WASHINGTON (AP) — International rivals would be mistaken to assume he wouldn't be prepared to use military force if that's what circumstances required, Democratic presidential candidate Bernie Sanders said in an interview that aired on Sunday.
The Vermont senator says the United States should have the strongest military in the world. The U.S. should be prepared to act when it or its allies are threatened or in response to genocide.
"Yes, there are times when you have to use force. No question about it," Sanders said. "But that should be a last resort."

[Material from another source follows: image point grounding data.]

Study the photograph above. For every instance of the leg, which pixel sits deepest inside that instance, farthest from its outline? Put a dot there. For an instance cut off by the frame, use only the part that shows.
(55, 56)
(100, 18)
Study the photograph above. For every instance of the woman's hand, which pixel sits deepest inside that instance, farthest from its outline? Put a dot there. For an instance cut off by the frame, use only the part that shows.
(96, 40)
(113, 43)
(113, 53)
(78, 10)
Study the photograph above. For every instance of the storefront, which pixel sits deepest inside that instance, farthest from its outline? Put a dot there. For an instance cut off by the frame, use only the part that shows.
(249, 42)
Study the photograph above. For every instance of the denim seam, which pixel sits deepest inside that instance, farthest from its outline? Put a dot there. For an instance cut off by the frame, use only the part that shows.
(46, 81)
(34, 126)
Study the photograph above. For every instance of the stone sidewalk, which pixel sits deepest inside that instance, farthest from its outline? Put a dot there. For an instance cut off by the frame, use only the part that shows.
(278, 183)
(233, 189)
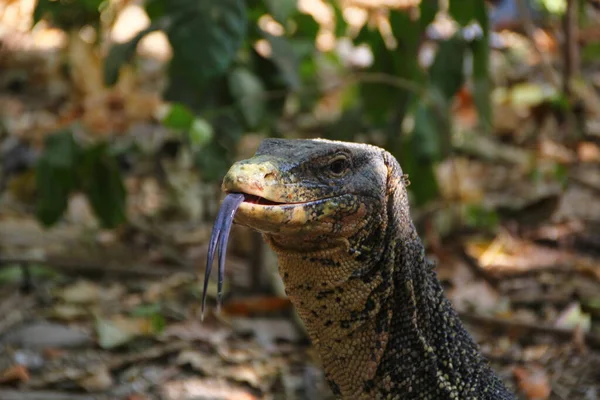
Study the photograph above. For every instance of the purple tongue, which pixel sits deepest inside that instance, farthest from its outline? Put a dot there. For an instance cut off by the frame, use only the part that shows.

During his nearly 25 years in Congress, Sanders' record on authorizing military force is mixed. He voted to send troops to Afghanistan after the Sept. 11 terrorist attacks. But he voted against going to war with Iraq in 1991 and again in 2003.
Sanders comments came during an interview that aired on ABC's "This Week." His campaign has focused on the economy and gained momentum. His chief rival for the Democratic nomination, Hillary Rodham Clinton, served as secretary of state for about four years. Sanders was asked why national security and foreign policy are missing from his campaign's website.
"In all fairness, we've only been in this race for three-and-a-half months. And we've been focusing, quite correctly as you've indicated, on the economy, on the collapse of the American middle class, on massive income and wealth inequality," Sanders said.
Sanders cited the war in Iraq as one of the "worst foreign policy blunders we have ever seen" because it led to an enormous destabilization of that region. He also said he believes his vote against the first Gulf War was correct.
"I think we could've gotten Saddam Hussein out of Kuwait in a way that did not require a war," Sanders said. "... Do we need to go to war in every instance or can we bring pressure of sanctions and international pressure to resolve these conflicts?"
Sanders is among of the 31 senators who supports the Iran nuclear deal negotiated by President Barack Obama's administration and other countries.